Aos poucos o desamor aparece.  Os conflitos surgem. O amor cede lugar ao ódio. As agressões tomam o lugar do diálogo.  Os filhos nem sempre sabem o que está a acontecer.  Viram objeto de disputa. Intermináveis disputas que só o tempo desvanece, com seqüelas emocionais  profundas.

E ambos, os separandos, vão ao Judiciário expor as suas mazelas, e dizer que não mais se amam  e que lá encontrarão amparo para a solução dos seus conflitos.

 O Judiciário, apesar de preocupado, nem sempre está  preparado para lidar com o ser humano. Dita regras. Cumpra-se a lei.  A Cesar o que é de Cesar.  Um ato do Juiz põe fim ao litígio. Divórcio. Dissolução de União Estável. Separação de corpos, partilha de bens, pensão, guarda de filhos. Enfim, o Judiciário  ao dar o veredito,  muitas vezes acha que cumpriu seu papel e acha que resolveu o problema.

 A Ordem Jurídica, regulamentadora das condutas humanas foi aplicada ao caso concreto. Os operadores do direito, inclusive nós os advogados, achamos que obtivemos vitórias.

Será que realmente terminaram os conflitos?  Será que acabaram-se os problemas?  Alguém ganhou.

Na verdade,  isso raramente ocorre. Todos perdem.

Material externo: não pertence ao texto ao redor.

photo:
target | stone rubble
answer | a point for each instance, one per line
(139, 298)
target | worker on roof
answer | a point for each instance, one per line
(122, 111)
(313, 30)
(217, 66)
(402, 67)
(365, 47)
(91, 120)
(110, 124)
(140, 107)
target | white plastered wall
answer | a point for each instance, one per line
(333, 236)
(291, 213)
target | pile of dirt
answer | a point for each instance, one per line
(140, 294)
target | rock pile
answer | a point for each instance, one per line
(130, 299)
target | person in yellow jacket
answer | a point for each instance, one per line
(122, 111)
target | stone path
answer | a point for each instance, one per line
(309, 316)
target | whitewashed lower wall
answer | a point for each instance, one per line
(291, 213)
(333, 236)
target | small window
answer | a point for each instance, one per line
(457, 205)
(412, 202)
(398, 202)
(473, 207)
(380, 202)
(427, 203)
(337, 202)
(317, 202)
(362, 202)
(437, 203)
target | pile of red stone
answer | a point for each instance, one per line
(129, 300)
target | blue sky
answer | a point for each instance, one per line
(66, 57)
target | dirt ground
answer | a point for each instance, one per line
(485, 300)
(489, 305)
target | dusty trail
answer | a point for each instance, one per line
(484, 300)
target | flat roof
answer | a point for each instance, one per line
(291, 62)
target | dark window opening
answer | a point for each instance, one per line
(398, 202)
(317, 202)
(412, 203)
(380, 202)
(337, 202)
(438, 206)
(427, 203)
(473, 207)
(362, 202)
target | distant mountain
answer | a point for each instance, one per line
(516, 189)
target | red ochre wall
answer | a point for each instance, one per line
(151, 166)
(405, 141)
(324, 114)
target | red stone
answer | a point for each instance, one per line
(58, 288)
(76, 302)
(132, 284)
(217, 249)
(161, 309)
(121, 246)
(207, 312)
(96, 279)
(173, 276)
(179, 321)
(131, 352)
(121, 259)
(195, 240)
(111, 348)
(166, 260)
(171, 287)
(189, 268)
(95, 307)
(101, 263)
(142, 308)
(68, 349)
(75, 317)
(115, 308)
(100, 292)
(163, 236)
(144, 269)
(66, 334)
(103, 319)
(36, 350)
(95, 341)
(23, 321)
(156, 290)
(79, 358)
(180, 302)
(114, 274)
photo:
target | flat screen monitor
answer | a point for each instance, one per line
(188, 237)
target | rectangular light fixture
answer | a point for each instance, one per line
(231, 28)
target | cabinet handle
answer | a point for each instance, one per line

A lei em regra desfaz o vínculo jurídico e dita regras, mas, não tem a capacidade e alcance para resolver os conflitos que ainda permanecem ligando homem e mulher que puseram fim ao seu relacionamento.

O nó do relacionamento não se desfez.   O ódio permanece. Os ressentimentos exsurgem e as agressões continuam.  Os conflitos se reproduzem.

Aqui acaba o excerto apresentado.